This week we’re talking US wind. It’s free, plentiful, carbon neutral and in the right hands could have a radical impact on the future.
Until recently the only tapped version came from on-land sources, but that ship has sailed with the determination of Deepwater Wind CEO Jeff Grybowski. Not only has he successfully developed the first offshore wind farm in the States – a 5-turbine project off Rhode Island which should power 17,000 homes, but he’s also recently celebrated the approval of its very big brother.
When South Fork Wind Farm (estimated cost $740bn) was approved just a few weeks ago, he said, “This is a big day for clean energy in New York and our nation. Governor Cuomo has set a bold vision for a clean energy future, and this project is a significant step toward making that a reality”.
He describes the initial plans for the 15-turbine development as “America’s first utility-scale offshore wind farm” and claims enough energy will be created to power more than 50,000 homes, helping “the State of New York meet its renewable energy goals and avoid the need for costly new energy infrastructure on the East End of Long Island.” Construction, it believes, could start as early as 2019. The New York Times estimate the location could support up to 200 turbines.
Deepwater Wind looks with hungry eyes to Europe where there are approximately 2,500 wind turbines and sees no good reason why it can’t be replicated in its own waters. Grybowski says, “We’re more confident that ever that this is just the start of a new U.S renewable energy industry that will put thousands of Americans to work and power communities up and down the East Coast for decades to come.”
Wind is in a boom period in the States. For the first time, installed wind capacity was greater than hydroelectric, according to the American Wind Energy Association. The American Wind Energy Association says there are wind farms in 41 states – and one of the most recent was developed in North Carolina.
This is the site of the Amazon Wind Farm US East, the first commercial-scale onshore wind farm in the state.

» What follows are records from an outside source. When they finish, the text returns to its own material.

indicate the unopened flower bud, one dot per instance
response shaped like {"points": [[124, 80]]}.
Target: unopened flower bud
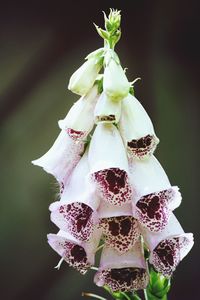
{"points": [[83, 79], [106, 110], [115, 83]]}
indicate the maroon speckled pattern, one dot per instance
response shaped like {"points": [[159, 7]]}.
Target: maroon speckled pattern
{"points": [[76, 218], [142, 147], [73, 254], [166, 256], [153, 210], [113, 185], [76, 134], [124, 279], [120, 233]]}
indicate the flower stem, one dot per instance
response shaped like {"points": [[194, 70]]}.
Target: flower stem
{"points": [[145, 295], [93, 295]]}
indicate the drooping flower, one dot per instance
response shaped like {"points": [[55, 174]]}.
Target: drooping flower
{"points": [[79, 255], [137, 129], [62, 157], [120, 229], [83, 79], [109, 165], [155, 198], [76, 211], [122, 272], [115, 82], [168, 247], [80, 120], [107, 110]]}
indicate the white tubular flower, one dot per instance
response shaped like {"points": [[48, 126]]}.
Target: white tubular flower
{"points": [[137, 129], [115, 82], [109, 166], [122, 272], [80, 120], [155, 197], [77, 254], [169, 247], [106, 110], [62, 157], [83, 79], [76, 211], [120, 229]]}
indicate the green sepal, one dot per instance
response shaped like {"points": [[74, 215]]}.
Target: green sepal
{"points": [[158, 286]]}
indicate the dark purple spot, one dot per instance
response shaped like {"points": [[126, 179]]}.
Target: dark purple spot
{"points": [[125, 226], [78, 253], [114, 228]]}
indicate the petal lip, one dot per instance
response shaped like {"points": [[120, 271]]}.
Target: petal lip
{"points": [[62, 157], [120, 233], [153, 210], [72, 252], [77, 218], [143, 147], [169, 252], [123, 279], [113, 186], [123, 272]]}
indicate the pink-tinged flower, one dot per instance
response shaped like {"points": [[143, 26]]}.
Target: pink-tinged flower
{"points": [[122, 272], [80, 119], [115, 82], [155, 197], [76, 211], [62, 157], [169, 247], [106, 110], [120, 229], [83, 79], [79, 255], [109, 166], [137, 129]]}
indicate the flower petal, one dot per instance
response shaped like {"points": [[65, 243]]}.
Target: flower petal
{"points": [[109, 165], [122, 272], [106, 110], [80, 120], [76, 212], [137, 129], [62, 157], [115, 82], [72, 252], [83, 79], [77, 254], [155, 197], [120, 233], [169, 247]]}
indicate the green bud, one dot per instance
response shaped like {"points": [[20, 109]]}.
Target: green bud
{"points": [[158, 286]]}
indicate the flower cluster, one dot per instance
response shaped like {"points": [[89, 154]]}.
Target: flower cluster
{"points": [[114, 194]]}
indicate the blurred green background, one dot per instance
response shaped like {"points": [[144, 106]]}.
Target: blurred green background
{"points": [[41, 45]]}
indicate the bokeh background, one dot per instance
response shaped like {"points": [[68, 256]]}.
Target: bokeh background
{"points": [[41, 45]]}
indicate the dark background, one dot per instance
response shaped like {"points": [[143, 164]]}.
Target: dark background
{"points": [[41, 44]]}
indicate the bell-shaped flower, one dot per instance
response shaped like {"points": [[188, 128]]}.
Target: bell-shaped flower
{"points": [[80, 119], [107, 110], [62, 157], [83, 79], [168, 247], [119, 228], [155, 197], [76, 211], [137, 129], [109, 166], [115, 82], [122, 272], [79, 255]]}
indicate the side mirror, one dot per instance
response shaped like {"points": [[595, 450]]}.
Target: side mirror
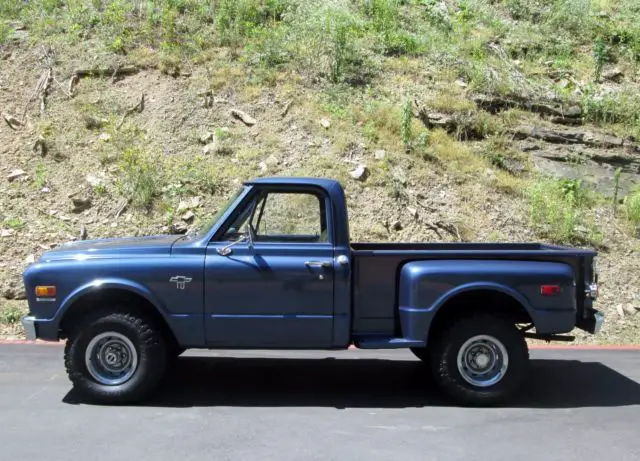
{"points": [[226, 250]]}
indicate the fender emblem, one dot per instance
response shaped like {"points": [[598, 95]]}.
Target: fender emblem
{"points": [[180, 281]]}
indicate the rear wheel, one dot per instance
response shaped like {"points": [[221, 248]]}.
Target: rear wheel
{"points": [[480, 360], [421, 352], [115, 357]]}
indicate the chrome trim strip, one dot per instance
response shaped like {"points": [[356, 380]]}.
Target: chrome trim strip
{"points": [[598, 323], [29, 325]]}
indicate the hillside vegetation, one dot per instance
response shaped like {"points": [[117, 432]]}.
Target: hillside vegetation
{"points": [[456, 120]]}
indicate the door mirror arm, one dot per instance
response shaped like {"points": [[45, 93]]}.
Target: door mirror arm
{"points": [[226, 250]]}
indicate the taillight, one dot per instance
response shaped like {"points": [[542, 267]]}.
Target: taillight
{"points": [[549, 290], [45, 291]]}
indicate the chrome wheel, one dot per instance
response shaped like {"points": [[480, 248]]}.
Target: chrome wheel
{"points": [[483, 361], [111, 358]]}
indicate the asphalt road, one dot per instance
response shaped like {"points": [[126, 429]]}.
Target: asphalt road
{"points": [[298, 406]]}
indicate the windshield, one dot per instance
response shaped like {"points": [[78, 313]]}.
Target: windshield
{"points": [[208, 223]]}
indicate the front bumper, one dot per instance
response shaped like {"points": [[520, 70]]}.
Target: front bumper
{"points": [[29, 325]]}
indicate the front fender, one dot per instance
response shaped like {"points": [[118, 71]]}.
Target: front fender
{"points": [[104, 284], [426, 286]]}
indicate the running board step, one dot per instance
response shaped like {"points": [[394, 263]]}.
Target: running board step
{"points": [[385, 342], [562, 338]]}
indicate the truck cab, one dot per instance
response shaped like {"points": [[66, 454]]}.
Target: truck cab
{"points": [[275, 268]]}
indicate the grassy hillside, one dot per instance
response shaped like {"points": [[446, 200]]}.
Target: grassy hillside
{"points": [[513, 120]]}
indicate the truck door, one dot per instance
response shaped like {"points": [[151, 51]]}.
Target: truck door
{"points": [[269, 275]]}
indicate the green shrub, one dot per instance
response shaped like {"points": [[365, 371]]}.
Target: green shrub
{"points": [[557, 210], [140, 178], [530, 10], [405, 122], [632, 206], [11, 315], [5, 33]]}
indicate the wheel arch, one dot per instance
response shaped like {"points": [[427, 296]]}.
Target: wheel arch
{"points": [[112, 292], [477, 299]]}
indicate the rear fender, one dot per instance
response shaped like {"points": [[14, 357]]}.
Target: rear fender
{"points": [[426, 287], [104, 285]]}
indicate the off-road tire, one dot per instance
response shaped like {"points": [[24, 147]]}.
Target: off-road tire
{"points": [[147, 339], [444, 354]]}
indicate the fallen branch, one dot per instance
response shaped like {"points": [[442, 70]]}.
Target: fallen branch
{"points": [[44, 91], [106, 71], [13, 122], [139, 107], [40, 146], [466, 126], [287, 106], [67, 94], [121, 207], [571, 114], [450, 228], [72, 81]]}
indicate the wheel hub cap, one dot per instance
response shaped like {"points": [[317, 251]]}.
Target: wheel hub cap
{"points": [[482, 361], [111, 358]]}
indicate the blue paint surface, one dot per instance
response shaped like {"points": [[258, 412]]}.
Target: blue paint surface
{"points": [[263, 295]]}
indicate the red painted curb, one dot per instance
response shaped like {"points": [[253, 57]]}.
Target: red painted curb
{"points": [[582, 347], [35, 343]]}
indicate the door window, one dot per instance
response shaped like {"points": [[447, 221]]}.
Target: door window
{"points": [[283, 217]]}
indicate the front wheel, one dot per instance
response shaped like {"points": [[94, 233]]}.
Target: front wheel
{"points": [[115, 357], [480, 360]]}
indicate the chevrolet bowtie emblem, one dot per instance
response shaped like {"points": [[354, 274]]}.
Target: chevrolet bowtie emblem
{"points": [[180, 281]]}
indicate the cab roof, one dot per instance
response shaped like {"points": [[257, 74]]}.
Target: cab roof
{"points": [[324, 183]]}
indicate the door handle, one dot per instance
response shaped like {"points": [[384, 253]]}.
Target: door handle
{"points": [[317, 263]]}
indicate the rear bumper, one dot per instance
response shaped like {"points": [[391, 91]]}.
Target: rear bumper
{"points": [[29, 325], [593, 324]]}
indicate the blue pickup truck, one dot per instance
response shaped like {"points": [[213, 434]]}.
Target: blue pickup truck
{"points": [[274, 268]]}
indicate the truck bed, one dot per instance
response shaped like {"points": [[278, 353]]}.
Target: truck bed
{"points": [[376, 264]]}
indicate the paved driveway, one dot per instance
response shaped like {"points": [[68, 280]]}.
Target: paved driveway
{"points": [[298, 406]]}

There are 104 turbines producing enough energy to power 61,000 homes a year. The CEO of Avangrid Inc. James P. Torgerson welcomed the move saying, “We are committed to our vision of leading the transformation of the U.S. energy industry by developing, building and operating the clean energy infrastructure of the future.”

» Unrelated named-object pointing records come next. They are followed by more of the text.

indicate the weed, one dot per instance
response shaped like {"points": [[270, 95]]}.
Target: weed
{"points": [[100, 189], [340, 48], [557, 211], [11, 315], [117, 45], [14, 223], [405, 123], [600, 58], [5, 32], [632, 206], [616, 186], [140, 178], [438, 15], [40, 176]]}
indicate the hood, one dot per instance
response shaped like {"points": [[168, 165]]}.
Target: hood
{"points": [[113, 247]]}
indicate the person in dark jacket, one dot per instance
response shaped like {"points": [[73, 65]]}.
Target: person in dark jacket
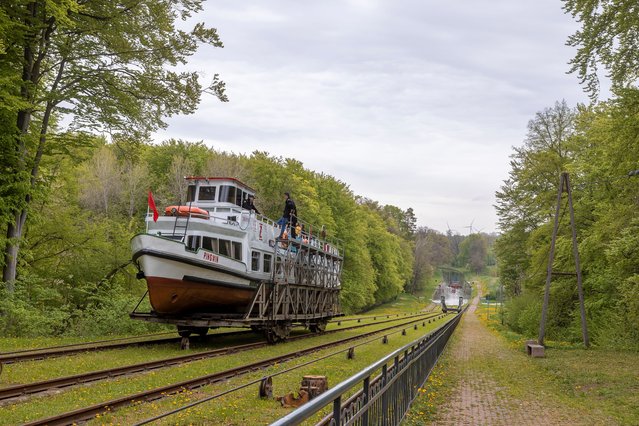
{"points": [[289, 214], [248, 204]]}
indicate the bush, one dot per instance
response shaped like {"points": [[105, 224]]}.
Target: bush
{"points": [[523, 314]]}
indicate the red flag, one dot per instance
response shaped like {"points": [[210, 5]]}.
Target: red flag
{"points": [[153, 208]]}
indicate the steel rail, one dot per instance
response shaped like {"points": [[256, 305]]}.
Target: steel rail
{"points": [[119, 339], [405, 354], [41, 386], [279, 373], [87, 413], [44, 353], [52, 351]]}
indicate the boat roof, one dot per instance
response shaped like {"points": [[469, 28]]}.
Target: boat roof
{"points": [[220, 179]]}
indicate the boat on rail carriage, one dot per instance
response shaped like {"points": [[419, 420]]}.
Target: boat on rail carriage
{"points": [[212, 263]]}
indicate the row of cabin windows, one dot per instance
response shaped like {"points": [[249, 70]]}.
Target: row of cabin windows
{"points": [[226, 248], [266, 261], [227, 194]]}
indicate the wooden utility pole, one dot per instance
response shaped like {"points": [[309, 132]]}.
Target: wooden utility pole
{"points": [[564, 185]]}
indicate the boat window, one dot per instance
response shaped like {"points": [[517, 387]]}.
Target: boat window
{"points": [[255, 261], [190, 194], [227, 194], [210, 244], [267, 263], [237, 251], [193, 242], [225, 248], [207, 193]]}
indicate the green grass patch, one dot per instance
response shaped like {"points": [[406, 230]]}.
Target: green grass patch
{"points": [[68, 399]]}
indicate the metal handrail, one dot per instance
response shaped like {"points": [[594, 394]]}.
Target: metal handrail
{"points": [[334, 395]]}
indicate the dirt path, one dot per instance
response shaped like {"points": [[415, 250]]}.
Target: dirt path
{"points": [[478, 398]]}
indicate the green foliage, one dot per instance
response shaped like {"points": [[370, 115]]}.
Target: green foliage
{"points": [[598, 147], [608, 37], [74, 269]]}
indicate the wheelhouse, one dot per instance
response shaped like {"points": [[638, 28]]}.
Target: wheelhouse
{"points": [[215, 193]]}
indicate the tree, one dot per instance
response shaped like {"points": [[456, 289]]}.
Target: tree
{"points": [[473, 252], [608, 36], [432, 249], [110, 65]]}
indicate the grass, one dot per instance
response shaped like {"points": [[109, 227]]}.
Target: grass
{"points": [[241, 407], [594, 386]]}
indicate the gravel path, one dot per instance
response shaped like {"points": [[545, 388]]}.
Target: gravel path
{"points": [[478, 399]]}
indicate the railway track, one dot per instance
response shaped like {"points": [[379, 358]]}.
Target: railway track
{"points": [[56, 351], [45, 385], [89, 412], [125, 342]]}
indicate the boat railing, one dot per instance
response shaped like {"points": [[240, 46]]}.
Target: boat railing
{"points": [[297, 262]]}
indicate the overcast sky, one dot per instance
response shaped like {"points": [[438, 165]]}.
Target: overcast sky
{"points": [[411, 103]]}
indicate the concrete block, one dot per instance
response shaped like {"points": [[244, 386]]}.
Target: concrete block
{"points": [[535, 350]]}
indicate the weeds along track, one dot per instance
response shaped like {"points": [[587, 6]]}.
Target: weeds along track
{"points": [[124, 342], [45, 385], [102, 345], [89, 412]]}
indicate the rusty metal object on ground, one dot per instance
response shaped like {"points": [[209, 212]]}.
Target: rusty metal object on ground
{"points": [[185, 343], [289, 400], [266, 387], [534, 349], [351, 353], [314, 385]]}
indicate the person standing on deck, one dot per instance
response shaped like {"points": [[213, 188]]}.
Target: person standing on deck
{"points": [[289, 213]]}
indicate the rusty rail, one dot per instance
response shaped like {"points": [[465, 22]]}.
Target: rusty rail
{"points": [[89, 412], [30, 388]]}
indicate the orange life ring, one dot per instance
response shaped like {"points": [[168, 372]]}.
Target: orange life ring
{"points": [[185, 211]]}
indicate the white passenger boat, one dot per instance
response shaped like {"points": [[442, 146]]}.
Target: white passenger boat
{"points": [[211, 256]]}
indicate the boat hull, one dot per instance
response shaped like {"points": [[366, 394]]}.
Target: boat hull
{"points": [[182, 282], [172, 297]]}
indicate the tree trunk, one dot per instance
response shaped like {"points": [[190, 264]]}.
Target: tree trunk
{"points": [[14, 233]]}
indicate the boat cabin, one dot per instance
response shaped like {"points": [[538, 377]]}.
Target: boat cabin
{"points": [[217, 193]]}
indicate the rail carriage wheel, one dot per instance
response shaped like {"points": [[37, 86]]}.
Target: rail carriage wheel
{"points": [[277, 332], [186, 331], [318, 327]]}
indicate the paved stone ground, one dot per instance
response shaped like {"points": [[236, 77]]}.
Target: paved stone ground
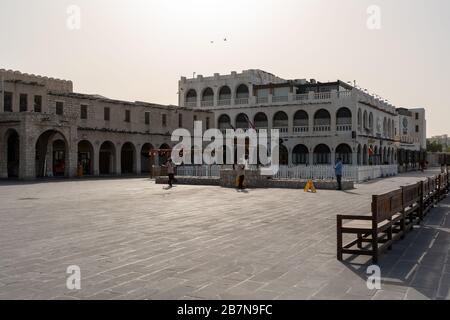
{"points": [[134, 240]]}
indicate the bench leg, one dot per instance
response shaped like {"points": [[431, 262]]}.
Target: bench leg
{"points": [[374, 247], [359, 241], [339, 239]]}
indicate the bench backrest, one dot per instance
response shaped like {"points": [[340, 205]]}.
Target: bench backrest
{"points": [[386, 205], [433, 184], [426, 187], [412, 194]]}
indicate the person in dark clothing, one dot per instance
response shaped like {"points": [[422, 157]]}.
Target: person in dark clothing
{"points": [[170, 171], [338, 171]]}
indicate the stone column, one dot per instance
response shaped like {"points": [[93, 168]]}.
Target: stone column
{"points": [[137, 161], [118, 169], [27, 150], [4, 158], [311, 157], [95, 157]]}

Support isn’t hard to find as elp.com reports, “Almost everyone in the community knows someone who worked on the wind farm, sold or rented something that helped build the wind farm, or owns land where the project was built,” said Cecil Perry, Chairman of the Pasquotank County Board of Commissioners. “These jobs, and this nearly $400 million investment in a rural part of North Carolina, are welcome — everyone in the county will benefit from the long-term property tax payments.”
Total capacity is in excess of 82,000 MW whereas hydroelectric capacity is 80,000 MW. That figure was boosted by the second greatest increase in installations on record, which happened during Q4 in 2016. Almost 7000 MW was installed. The much-celebrated Governor Cuomo has announced that New York would commit to installing 2.4 GW of off-shore wind by 2030. At the same time, the state confirmed the closure of Indian Point (a 2 GW nuclear plant) by 2021.

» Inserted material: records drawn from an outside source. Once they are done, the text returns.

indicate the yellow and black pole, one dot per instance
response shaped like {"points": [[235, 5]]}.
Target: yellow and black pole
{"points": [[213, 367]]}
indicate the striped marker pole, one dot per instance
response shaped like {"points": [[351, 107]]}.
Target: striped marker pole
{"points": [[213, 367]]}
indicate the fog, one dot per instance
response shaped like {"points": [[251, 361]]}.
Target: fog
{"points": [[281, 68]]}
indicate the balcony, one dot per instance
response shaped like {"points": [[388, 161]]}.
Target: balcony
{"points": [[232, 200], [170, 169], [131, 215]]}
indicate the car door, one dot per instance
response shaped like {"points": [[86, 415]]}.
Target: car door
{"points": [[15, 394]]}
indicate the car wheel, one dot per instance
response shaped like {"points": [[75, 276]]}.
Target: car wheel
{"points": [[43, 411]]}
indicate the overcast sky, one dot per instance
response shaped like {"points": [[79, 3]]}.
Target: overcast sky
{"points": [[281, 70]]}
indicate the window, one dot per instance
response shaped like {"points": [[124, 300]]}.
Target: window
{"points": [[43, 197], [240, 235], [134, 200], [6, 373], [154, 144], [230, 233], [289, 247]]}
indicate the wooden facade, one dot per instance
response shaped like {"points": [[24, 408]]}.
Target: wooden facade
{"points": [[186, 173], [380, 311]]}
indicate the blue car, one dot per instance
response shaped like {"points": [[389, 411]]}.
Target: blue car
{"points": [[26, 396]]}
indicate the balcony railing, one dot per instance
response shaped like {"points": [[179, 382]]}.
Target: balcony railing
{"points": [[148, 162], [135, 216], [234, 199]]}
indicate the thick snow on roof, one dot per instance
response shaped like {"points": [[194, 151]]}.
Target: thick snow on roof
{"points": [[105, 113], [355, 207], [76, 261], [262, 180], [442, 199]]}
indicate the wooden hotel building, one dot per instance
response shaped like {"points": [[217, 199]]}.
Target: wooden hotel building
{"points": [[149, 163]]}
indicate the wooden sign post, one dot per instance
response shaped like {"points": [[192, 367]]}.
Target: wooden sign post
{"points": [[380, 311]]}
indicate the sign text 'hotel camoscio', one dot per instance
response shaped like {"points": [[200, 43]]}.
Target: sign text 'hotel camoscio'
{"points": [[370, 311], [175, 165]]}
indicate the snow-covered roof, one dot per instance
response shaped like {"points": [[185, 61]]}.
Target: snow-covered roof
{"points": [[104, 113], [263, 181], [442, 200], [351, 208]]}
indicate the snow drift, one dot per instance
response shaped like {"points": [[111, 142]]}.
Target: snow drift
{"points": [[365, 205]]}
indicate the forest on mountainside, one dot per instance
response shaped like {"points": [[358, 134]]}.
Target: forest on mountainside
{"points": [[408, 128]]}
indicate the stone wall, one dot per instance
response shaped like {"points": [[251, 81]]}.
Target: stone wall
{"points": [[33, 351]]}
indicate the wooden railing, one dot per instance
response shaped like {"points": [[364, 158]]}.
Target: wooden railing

The Governor’s Office believes this makes long-term sense. It used Superstorm Sandy as a reason to push ahead with the project, saying that South Fork would “provide greater reliability and resiliency for a part of the country very familiar with extreme weather events and outages.”
Nationally there’s no shortage of money coming in either. AWEA CEO Tom Kieran told an audience from an assembly plant in General Motor’s factory in Texas that around 18,000 MW of wind capacity is in the pipeline – representing $60 bn over six years. In addition, the global manager for renewable energy at GM – Rob Threlkeld, said that it was aiming to have every single one of its operations powered by renewable by 2050. Currently half of the power at the Arlington plant is wind power and by next year it would be 100%.
And quality counts. It is interesting to note the comment from renewablenergyworld.com that while China installed almost three times more wind power than it did in 2016 – with 23.3 GW compared to 8.2 GW – it generated only 241 TWh of wind power while the US generated 224 TWh in 2016 – the impact of an inadequate transmission infrastructure. Texas leads the US in wind power and unsurprisingly it is its superior transmission infrastructure which is credited.
It’s truly tempting to get excited about the next chapter in the US’s wind journey – and to expect it naturally to be offshore. There’s just one fly in the ointment, and he calls himself The Donald.